E foi. Almoçou seus miúdos com puro feijão e suco de laranja. Após o almoço, pegou um pedaço de queijo coalho com um punhado de farinha para tirar o gosto e um copo d'água. Terminada a comilança, foi esticar as pernas. Pegou um livro de Castro Alves, Espumas Flutuantes, e foi ler em um dos bancos de madeira da arborizada praça central, que ficava em frente à loja de discos.

Por essas horas, Carmelita já tinha almoçado e tentava repousar em seu pequeno quarto, decorado com uma espécie de papel de parede de flores claras, num leve misto de salmão com rosa. Seus livros habitavam uma pequena estante marfim, esculpida a mando de Seu Zé Bonifácio, no aniversário de quinze anos da filha tão cândida. A luz do sol teimava em atravessar a cortina lilás que transformava seu quarto numa obra de arte, iluminado pelo ângulo artista do astro.

O intocável corpo, no despertar do sentir, está absurdamente conectado com o pensar. A imaginação flui tal qual o sangue que se encaminha para algumas zonas específicas do corpo. Essas partes incham, aumentam, se tornam extremamente sensíveis. O coração sente que há algo diferente, e descompassa. Arrepios tomam conta da pele que clama por algo inexistente.

Carmelita estava inquieta em seu quarto. Bebeu um pouco de água e se sentou em frente ao espelho. Suas delicadas mãos pegaram a escova de cabelo e começaram a desalinhar os fios, numa tentativa narcisista de fazer o tempo passar. Ela sorria ao lembrar dos poucos detalhes que vira em Augusto. O longo cabelo dele, ah! Que belo cabelo... O rosto bem desenhado... A estatura... Seu peito começou a bater mais rápido, tão logo sentiu o rubor quente do rosto invadir outras partes.

Como podia estar se sentindo assim por alguém que vira somente uma vez? Ela tinha uma idealização do homem que queria, e ele estava ali, na sua cidade tão odiada. Seus olhos se fecharam enquanto um leve sorriso brotou de sua face angelical. Com o calor que seu corpo emanava, seus dedos começaram a agir por impulso.

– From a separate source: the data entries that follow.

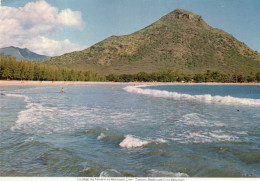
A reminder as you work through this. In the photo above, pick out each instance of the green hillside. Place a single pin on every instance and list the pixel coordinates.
(21, 53)
(179, 41)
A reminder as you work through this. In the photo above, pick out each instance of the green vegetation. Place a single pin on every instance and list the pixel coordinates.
(173, 76)
(21, 53)
(10, 69)
(180, 41)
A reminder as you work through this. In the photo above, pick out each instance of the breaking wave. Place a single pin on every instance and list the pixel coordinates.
(26, 98)
(135, 142)
(158, 173)
(201, 98)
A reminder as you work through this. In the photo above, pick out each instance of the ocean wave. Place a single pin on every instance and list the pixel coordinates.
(110, 173)
(204, 137)
(201, 98)
(158, 173)
(26, 98)
(101, 136)
(133, 142)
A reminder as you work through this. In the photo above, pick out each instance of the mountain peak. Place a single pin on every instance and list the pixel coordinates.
(181, 14)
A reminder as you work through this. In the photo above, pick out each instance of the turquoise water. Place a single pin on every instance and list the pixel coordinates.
(124, 130)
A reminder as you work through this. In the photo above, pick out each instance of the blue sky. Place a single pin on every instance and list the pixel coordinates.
(95, 20)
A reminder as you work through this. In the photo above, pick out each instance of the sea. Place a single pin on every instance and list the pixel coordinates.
(127, 130)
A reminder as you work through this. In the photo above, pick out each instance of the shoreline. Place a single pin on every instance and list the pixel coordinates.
(42, 83)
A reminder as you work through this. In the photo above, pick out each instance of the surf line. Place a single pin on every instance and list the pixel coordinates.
(207, 98)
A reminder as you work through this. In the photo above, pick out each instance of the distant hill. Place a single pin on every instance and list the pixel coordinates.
(21, 54)
(181, 40)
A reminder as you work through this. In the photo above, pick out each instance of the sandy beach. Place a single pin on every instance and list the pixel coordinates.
(42, 83)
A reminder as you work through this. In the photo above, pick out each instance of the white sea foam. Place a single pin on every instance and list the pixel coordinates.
(201, 98)
(158, 173)
(133, 142)
(110, 173)
(204, 137)
(101, 136)
(196, 119)
(26, 98)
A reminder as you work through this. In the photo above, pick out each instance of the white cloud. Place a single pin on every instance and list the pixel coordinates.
(29, 26)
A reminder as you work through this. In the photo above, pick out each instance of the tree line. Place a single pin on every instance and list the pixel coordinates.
(10, 69)
(175, 76)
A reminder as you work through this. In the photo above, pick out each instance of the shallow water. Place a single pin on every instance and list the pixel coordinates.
(123, 130)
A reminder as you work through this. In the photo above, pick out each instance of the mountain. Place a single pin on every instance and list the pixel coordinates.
(21, 54)
(181, 40)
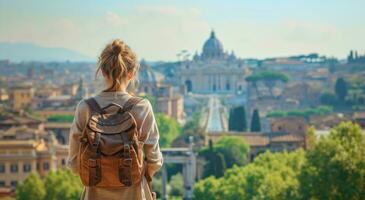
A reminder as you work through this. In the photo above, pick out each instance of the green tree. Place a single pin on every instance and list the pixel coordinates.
(341, 89)
(329, 99)
(177, 185)
(62, 184)
(234, 151)
(335, 167)
(255, 121)
(169, 129)
(215, 164)
(60, 118)
(31, 189)
(237, 119)
(269, 78)
(270, 176)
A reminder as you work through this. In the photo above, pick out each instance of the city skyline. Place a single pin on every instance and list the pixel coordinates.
(159, 30)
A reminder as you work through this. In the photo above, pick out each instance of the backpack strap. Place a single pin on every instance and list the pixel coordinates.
(131, 103)
(93, 105)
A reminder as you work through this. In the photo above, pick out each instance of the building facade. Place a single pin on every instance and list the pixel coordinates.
(213, 71)
(24, 150)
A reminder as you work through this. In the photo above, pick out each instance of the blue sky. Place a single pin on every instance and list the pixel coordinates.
(159, 29)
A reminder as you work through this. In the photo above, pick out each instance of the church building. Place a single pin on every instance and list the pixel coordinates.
(213, 71)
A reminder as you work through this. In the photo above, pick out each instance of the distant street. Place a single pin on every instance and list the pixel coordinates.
(214, 118)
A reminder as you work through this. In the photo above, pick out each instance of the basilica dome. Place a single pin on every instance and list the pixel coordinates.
(147, 75)
(212, 48)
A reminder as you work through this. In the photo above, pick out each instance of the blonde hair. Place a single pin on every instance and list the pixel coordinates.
(116, 61)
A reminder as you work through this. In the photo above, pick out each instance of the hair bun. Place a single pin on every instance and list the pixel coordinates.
(117, 46)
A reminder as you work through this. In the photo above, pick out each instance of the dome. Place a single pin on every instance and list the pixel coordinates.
(146, 74)
(212, 47)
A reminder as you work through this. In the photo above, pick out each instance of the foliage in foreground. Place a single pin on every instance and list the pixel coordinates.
(61, 184)
(333, 169)
(226, 152)
(169, 129)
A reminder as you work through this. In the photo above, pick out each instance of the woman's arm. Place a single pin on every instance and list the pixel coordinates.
(77, 127)
(150, 134)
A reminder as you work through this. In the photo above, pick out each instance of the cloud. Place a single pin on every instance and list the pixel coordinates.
(159, 32)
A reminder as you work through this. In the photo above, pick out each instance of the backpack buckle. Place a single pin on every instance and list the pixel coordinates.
(126, 162)
(127, 149)
(93, 163)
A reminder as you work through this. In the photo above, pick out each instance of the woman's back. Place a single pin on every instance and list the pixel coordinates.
(118, 65)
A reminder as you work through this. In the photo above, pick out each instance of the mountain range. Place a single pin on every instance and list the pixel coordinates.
(18, 52)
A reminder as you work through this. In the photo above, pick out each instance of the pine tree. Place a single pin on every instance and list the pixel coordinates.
(31, 189)
(255, 121)
(341, 89)
(237, 119)
(220, 165)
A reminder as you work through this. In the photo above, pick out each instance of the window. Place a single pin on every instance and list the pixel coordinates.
(46, 166)
(14, 168)
(27, 167)
(13, 183)
(2, 168)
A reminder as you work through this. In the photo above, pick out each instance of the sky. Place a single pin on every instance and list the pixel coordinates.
(160, 29)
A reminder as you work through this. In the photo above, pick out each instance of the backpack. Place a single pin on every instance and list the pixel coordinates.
(110, 152)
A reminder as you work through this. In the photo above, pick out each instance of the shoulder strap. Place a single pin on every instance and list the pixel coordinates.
(131, 103)
(93, 105)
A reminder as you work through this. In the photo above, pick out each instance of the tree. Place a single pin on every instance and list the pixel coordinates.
(237, 119)
(341, 89)
(177, 185)
(270, 176)
(31, 189)
(169, 129)
(255, 121)
(62, 184)
(329, 99)
(216, 164)
(269, 78)
(335, 167)
(233, 150)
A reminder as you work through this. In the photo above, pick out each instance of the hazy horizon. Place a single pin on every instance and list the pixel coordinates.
(158, 31)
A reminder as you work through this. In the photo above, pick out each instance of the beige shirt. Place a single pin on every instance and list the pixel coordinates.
(147, 126)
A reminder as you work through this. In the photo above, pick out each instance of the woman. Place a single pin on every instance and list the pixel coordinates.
(119, 66)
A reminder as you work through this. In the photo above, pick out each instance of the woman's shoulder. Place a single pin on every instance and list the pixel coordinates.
(142, 104)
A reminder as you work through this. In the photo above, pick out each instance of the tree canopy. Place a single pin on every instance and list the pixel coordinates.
(234, 150)
(31, 189)
(255, 121)
(332, 168)
(169, 129)
(341, 89)
(335, 167)
(237, 119)
(60, 184)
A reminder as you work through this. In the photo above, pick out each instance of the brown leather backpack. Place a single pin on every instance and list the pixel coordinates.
(110, 153)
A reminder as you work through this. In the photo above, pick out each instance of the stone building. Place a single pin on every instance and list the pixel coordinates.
(24, 150)
(20, 97)
(166, 100)
(213, 71)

Sua mão direita foi-se ao pescoço, que fez um movimento giratório, buscando um alívio indecente. Ainda sentada, levou a outra mão para sua extremidade abaixo da virilha que ardia num calor especial. Sua respiração indicava o poder da imaginação sobre seu corpo, que lhe desobedecia de um jeito bom. Mais outro sorriso brotou ao descer sua veste íntima e sentir com os dedos a existência de uma umidade assustadora. Ela não conseguia parar de pensar em Augusto.

Ah, Augusto! Carmelita imaginou que sentia as grandes mãos de Augusto por seu corpo pequeno e imaculado. Era puro desejo, luxúria, vontade de algo proibido. Seus dedos passearam na superfície de seu sexo, decorado com minúsculos pelos dotados. O estremecer da pele denunciava seu prazer sôfrego.